The diameter of the obtained cylindrical carbon particles is 2mm. Proportion tableThe area is 14.7m 2 (iv) g. The crushing strength is 19N/mm, and the particles are observed by a scanning electron microscope to have large-size through channels of 12-45 mu m.
Example 3
150 g of glutinous rice flour (with the amylopectin content of 80%) and 250 g of water are heated to 85 ℃ for gelatinization and kept for 30 minutes, 7 g of baking powder and 500 g of wheat flour (with the protein content of 10%) are uniformly mixed and kneaded into a plastic body. Sealing and storing for 1 hour at 35 ℃, kneading the plastic body for 30 minutes again, extruding the plastic body into cylindrical strips, carrying out hydrothermal steaming and smoking for 2 hours at 150 ℃, taking out after cooling, drying for 12 hours at 120 ℃, putting the cylindrical strips into a tubular furnace filled with nitrogen for protection, heating to 300 ℃ for 5 hours, heating to 900 ℃ for 3 hours, and cooling to obtain the low specific surface area molding carbon particles.

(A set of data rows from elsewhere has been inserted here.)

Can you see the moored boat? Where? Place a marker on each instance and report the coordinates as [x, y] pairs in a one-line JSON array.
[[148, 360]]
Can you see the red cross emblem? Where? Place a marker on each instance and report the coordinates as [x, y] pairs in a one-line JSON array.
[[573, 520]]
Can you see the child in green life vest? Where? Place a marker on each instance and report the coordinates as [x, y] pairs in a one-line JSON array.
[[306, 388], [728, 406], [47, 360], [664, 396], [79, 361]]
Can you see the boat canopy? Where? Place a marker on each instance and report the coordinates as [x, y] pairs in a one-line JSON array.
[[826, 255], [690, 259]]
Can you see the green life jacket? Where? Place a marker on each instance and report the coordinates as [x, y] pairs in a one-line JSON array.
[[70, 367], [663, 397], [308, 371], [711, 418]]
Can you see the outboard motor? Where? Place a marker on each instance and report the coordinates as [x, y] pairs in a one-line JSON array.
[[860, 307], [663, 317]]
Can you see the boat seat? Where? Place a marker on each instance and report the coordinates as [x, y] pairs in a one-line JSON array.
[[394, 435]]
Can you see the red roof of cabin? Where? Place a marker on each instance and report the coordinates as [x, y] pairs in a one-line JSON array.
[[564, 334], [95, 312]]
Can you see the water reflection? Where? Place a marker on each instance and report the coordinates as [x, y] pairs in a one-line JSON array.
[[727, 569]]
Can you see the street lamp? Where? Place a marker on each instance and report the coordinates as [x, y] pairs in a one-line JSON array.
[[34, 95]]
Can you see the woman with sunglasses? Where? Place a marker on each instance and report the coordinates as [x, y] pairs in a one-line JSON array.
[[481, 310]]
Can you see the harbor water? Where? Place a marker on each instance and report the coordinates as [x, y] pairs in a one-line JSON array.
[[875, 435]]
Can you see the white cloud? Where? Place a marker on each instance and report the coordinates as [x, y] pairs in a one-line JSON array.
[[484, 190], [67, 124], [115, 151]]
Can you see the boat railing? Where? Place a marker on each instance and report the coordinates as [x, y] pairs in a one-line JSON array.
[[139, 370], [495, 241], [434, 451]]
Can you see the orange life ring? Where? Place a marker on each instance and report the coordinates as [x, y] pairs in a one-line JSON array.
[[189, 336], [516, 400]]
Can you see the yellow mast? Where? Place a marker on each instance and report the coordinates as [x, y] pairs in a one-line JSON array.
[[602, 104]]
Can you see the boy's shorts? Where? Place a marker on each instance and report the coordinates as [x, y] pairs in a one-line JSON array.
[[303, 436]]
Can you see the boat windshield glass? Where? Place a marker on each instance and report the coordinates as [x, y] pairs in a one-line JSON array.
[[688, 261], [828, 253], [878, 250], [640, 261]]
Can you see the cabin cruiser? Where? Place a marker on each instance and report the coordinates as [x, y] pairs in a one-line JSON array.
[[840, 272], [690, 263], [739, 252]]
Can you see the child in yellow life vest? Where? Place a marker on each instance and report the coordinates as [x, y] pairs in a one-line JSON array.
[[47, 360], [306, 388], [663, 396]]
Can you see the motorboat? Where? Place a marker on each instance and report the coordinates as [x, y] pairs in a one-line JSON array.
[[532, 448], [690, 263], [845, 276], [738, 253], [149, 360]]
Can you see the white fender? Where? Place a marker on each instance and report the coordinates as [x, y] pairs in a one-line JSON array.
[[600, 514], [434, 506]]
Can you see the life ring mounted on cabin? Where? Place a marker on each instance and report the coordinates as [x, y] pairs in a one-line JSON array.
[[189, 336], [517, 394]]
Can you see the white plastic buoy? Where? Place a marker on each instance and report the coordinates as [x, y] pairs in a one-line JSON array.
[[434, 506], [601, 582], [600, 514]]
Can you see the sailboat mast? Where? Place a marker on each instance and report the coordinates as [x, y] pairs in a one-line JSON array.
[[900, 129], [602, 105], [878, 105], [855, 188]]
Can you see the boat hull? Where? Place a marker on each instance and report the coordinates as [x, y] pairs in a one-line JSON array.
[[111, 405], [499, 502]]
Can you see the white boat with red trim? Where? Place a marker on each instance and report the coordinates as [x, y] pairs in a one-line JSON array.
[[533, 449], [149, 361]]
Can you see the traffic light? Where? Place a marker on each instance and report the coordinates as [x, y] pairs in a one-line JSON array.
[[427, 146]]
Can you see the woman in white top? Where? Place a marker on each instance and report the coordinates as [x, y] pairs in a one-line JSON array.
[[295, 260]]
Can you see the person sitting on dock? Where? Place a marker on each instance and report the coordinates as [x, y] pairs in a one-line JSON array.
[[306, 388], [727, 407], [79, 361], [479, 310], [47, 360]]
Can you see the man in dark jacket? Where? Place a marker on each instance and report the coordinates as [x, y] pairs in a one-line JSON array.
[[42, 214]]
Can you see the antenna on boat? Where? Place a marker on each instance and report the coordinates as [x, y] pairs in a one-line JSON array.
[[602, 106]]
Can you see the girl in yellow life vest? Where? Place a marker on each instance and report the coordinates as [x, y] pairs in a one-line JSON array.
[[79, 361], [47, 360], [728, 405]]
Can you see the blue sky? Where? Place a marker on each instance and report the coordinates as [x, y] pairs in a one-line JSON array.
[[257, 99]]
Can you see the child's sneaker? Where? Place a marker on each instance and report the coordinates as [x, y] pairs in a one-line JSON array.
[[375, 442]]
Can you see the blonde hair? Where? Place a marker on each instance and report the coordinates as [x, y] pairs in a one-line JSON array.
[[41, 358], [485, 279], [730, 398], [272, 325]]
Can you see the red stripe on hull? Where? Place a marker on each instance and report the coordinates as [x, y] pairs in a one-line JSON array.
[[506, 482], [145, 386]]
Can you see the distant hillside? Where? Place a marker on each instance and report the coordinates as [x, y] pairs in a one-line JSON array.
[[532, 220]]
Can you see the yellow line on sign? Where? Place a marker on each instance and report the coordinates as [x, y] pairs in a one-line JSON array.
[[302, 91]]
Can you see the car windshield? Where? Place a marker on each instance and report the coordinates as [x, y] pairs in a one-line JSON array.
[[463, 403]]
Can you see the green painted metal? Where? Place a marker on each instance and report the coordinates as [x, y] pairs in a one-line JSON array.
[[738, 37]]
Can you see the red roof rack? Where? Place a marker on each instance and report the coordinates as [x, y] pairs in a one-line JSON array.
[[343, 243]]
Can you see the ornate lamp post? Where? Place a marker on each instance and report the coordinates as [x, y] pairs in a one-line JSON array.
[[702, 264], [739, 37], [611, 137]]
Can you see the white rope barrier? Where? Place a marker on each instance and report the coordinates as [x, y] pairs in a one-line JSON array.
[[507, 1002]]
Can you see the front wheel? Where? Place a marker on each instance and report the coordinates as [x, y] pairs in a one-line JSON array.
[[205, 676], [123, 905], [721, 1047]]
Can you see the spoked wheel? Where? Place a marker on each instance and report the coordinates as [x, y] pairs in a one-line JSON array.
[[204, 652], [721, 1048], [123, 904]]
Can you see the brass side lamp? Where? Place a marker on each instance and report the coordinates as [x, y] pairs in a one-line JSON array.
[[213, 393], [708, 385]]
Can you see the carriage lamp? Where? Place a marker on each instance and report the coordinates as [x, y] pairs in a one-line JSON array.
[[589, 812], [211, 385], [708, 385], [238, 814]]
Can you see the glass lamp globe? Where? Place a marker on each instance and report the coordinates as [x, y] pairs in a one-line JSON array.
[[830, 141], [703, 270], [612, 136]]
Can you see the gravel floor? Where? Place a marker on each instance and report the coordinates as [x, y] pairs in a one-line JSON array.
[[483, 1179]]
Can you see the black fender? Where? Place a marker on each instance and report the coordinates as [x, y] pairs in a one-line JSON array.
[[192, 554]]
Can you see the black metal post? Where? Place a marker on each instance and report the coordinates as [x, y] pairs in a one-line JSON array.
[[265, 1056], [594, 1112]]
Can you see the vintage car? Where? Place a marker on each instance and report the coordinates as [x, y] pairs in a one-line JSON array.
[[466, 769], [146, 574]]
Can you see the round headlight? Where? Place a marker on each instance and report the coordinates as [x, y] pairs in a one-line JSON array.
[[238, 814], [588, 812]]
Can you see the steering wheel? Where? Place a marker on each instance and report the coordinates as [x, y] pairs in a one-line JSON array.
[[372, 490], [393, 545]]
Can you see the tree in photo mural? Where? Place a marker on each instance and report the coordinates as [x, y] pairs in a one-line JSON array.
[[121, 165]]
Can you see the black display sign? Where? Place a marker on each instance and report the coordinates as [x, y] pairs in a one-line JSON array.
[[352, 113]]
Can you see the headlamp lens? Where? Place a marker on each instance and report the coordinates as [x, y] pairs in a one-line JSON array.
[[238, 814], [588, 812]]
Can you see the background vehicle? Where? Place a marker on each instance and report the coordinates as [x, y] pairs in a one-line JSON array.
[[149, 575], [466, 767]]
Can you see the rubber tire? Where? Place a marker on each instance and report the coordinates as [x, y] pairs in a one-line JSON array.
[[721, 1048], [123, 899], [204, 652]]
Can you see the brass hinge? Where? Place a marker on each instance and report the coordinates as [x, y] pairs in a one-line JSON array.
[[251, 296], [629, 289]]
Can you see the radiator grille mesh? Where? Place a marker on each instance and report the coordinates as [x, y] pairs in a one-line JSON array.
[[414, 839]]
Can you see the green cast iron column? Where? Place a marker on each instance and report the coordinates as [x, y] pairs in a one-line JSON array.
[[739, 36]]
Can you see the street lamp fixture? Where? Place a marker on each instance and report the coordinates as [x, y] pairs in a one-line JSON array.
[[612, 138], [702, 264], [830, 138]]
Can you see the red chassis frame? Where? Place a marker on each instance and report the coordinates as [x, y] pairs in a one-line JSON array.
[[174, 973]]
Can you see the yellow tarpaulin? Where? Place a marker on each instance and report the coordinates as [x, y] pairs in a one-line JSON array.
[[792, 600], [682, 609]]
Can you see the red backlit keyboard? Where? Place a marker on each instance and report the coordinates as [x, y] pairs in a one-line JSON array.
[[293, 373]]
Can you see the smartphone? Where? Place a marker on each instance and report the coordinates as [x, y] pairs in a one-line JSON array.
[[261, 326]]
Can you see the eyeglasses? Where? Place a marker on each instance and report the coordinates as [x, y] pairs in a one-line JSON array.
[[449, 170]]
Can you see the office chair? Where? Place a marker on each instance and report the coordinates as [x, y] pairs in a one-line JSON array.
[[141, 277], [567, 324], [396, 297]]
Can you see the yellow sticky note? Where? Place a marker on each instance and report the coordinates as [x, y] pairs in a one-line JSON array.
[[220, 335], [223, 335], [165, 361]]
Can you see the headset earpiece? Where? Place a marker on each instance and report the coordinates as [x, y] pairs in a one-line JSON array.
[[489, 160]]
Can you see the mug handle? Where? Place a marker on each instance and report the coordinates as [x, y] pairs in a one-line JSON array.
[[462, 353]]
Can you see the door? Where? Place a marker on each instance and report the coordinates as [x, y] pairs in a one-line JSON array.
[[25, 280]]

The diameter of the obtained cylindrical carbon particles is 2.5mm. The specific surface area is 9.6m 2 (iv) g, crushing strength of 14N/mm, and observation by a scanning electron microscope revealed that the particles had large-sized through channels of 21 to 49 μm.
Comparative example 1
The method is the same as that in example 1, except that the amylopectin content in glutinous rice flour is 50 wt%, and other conditions are kept unchanged. The specific surface area of the obtained cylindrical carbon particles is 12.5m 2 G, but the crush strength of the material was reduced to 9.2N/mm.
Comparative example 2
The same as in example 1, except that the treated wheat flour was selected and its protein content was 2%, the other conditions were kept constant. The specific surface area of the obtained carbon particles is 13.2m 2 The granules are considered to be low specific surface materials with a crushing strength of 11N/mm, but the hardening effect is not good due to the reduced protein content, and it is difficult to form relatively regular pillars in the final shaped granules.
Comparative example 3
The same as example 1 except that the steaming treatment was not performed. The final shaped particles are difficult to form into more regular cylinders.
Comparative example 4
The same procedure as in example 1 was repeated except that the composition was sealed and stored, and then was directly extruded. The final formed particles are loose, and the crushing strength is reduced to 7N/mm.
Comparative example 5
As in example 1, only one stage of calcination, i.e., direct heating to 850 ℃ for 3 hours, was used for calcination. The material has low carbon conversion rate, still contains polymerized organic matters, and finally has loose formed particles and the crushing strength reduced to 3N/mm.